Automatically detect the domain of text using keyword-based Aho-Corasick matching:

# Detect primary domain
domain, confidence, keyword_count, keywords = engine.detect_domain(
    "The vulnerability in the firewall allowed unauthorized access to the database"
)

print(f"Domain: {domain}")              # "cybersecurity"
print(f"Confidence: {confidence:.2f}")  # 0.92
print(f"Keywords found: {keywords}")    # ["vulnerability", "firewall", "unauthorized", "access"]

# Get scores for all domains
scores = engine.get_domain_scores(text)
for domain, score in sorted(scores.items(), key=lambda x: -x[1]):
    print(f"  {domain}: {score:.4f}")

# Batch domain detection
texts = ["lawsuit filed", "revenue growth", "data breach"]
results = engine.detect_domain_batch(texts)
for text, (domain, conf, count, kw) in zip(texts, results):
    print(f"{text}: {domain}")

Multi-Domain Blending

For complex text spanning multiple domains, get weighted analysis from all relevant domains:

# Standard blended valence
result = engine.compute_blended_valence(text)

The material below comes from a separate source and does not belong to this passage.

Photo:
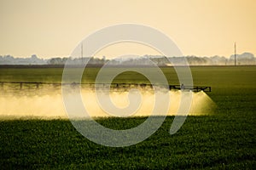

print(f"Blended Valence: {result.blended_valence:.4f}")
print(f"Domain Mix: {result.domain_mix()}")
print(f"Dominant Domain: {result.dominant_domain()}")

# Custom blending parameters
result = engine.compute_blended_valence_custom(
    text,
    min_confidence=0.1,   # Include domains above this confidence
    max_domains=4         # Maximum domains to blend
)

# Just get the domain mix string
mix = engine.get_domain_mix(text)
print(mix)  # "70% Finance / 30% Legal"

# Batch blended analysis
results = engine.compute_blended_batch(texts)

Supported Domains

Domain ID	Description	Use Case
`loughran_mcdonald`	Financial sentiment	10-K filings, earnings reports, financial news
`blacks_law`	Legal terminology	Contracts, lawsuits, legal documents
`cybersecurity`	Security & threats	Incident reports, vulnerability assessments
`hr_workforce`	HR & employment	Employee reviews, HR documents
`healthcare`	Medical terminology	Clinical notes, patient feedback
`afinn`	General sentiment	Social media, reviews (fallback domain)

# Load custom domain lexicon
engine.load_domain_lexicon("custom_finance.json", "custom_finance")

# Set active domain manually
engine.set_domain("loughran_mcdonald")
sentiment = engine.classify_sentiment(text)  # Uses financial lexicon

# Reset to auto-detection
engine.set_domain(None)

# Check available domains
domains = engine.available_domains()
print(domains)  # ["loughran_mcdonald", "blacks_law", ...]

Enterprise Taxonomy

Detect complaint phrases from a built-in taxonomy of 501 phrases across 24 industry verticals:

text = "The rating downgrade methodology was flawed and the credit assessment was unfair"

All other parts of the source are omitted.